"We are going to the Achensee—to the Hotel Rhiner, to hear Fräulein Therese—"
"You have heard of my little friend Therese, and you have come—how many thousand miles?—to hear her sing and play on her zither?"
"To do all that, but mostly to see if she will tell me her love story."
"How do you know she had one?" inquired Madame Carreño, quickly.
"I heard of it in England. Some one who knew the duke told me."
"It was a lucky escape for her, and I think she will tell you all about it. You see it happened, ah, so many years ago."
To my mind, Madame Carreño is the most wonderful genius of modern times at the piano. I have heard all the others scores of times, so don't argue with me. You may all worship whom you will, but the whole musical part of my heart is at Madame Carreño's feet, with a small corner saved for Vladimir de Pachmann, when he plays Chopin. She claims to be an American, but she plays with a heart of a Slav, and as one whose untamed spirit can never be held in leash even by her music.

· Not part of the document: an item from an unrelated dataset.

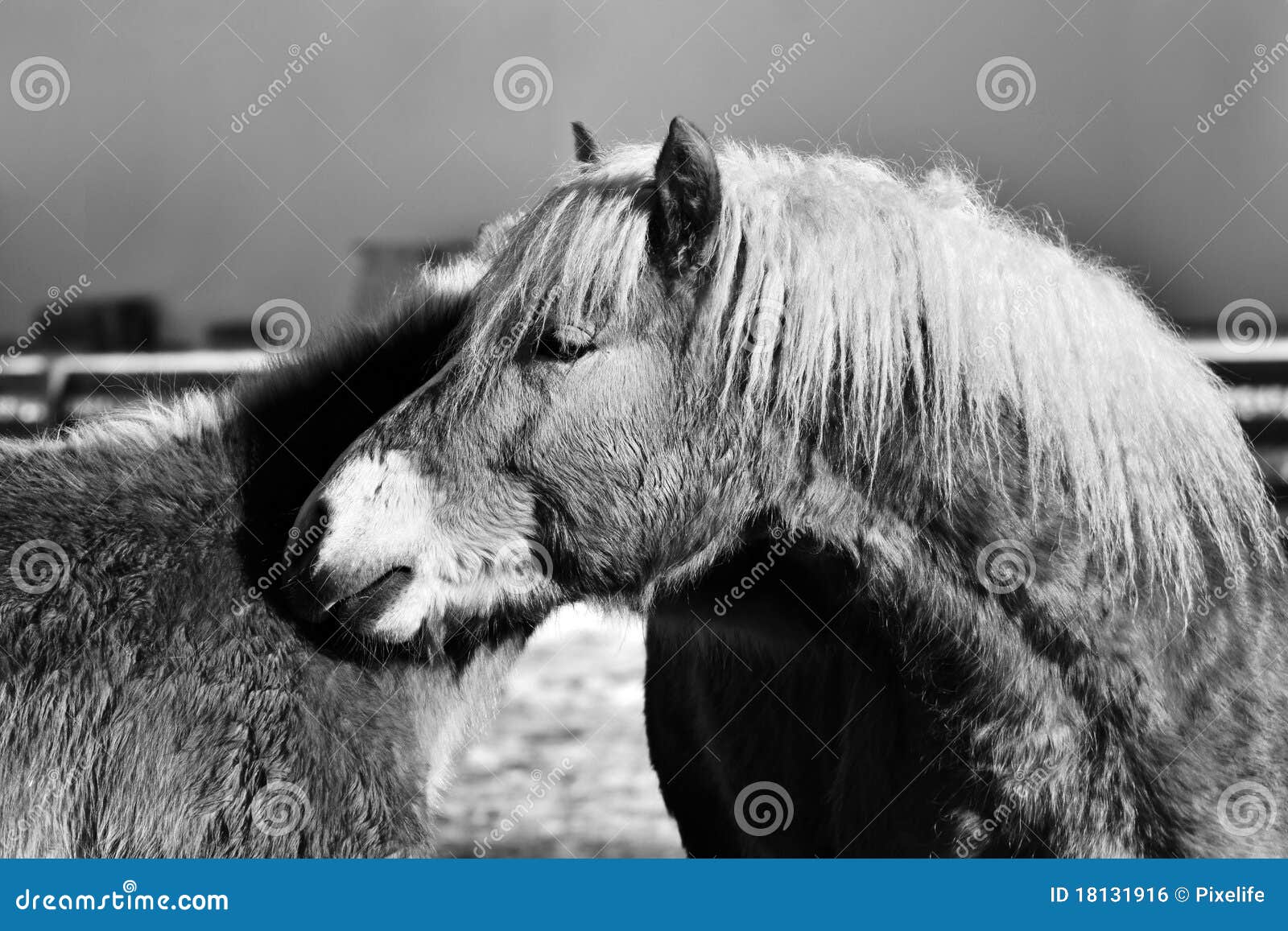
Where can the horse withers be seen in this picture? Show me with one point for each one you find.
(682, 347)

Her playing is so intoxicating that it goes through my veins like wine. The last time I heard her play was in an enormous hall in the West, when her audience was composed of music lovers of every class and description. Just back of me was a woman whose whole soul seemed to respond to Carreño's hypnotic genius. Carreño had just finished Liszt's "Rhapsodic Hongroise" No. 2, and had followed it up with a mad Tschaikowsky fragment. I was so excited I was on the verge of tears when I heard the woman behind me catch her breath with a sob and exclaim:
"My Lord! Ain't she got vinegar!"
I repeated this to Madame Carreño at Jenbach, and she seized my hands and shouted with laughter. Such a grip as she has! Her hands are filled with steel wires instead of muscles, and her arms have the strength of an athlete in training.
The car propelled by the hunchbacked engine grated and bumped its way over its cog-wheel road, pushing its delighted quota of passengers higher and higher into the mountains. The Inn valley fell away from our view, and wooded slopes, fir-trees, patches of snow on far hillsides, and tiny hamlets took its place.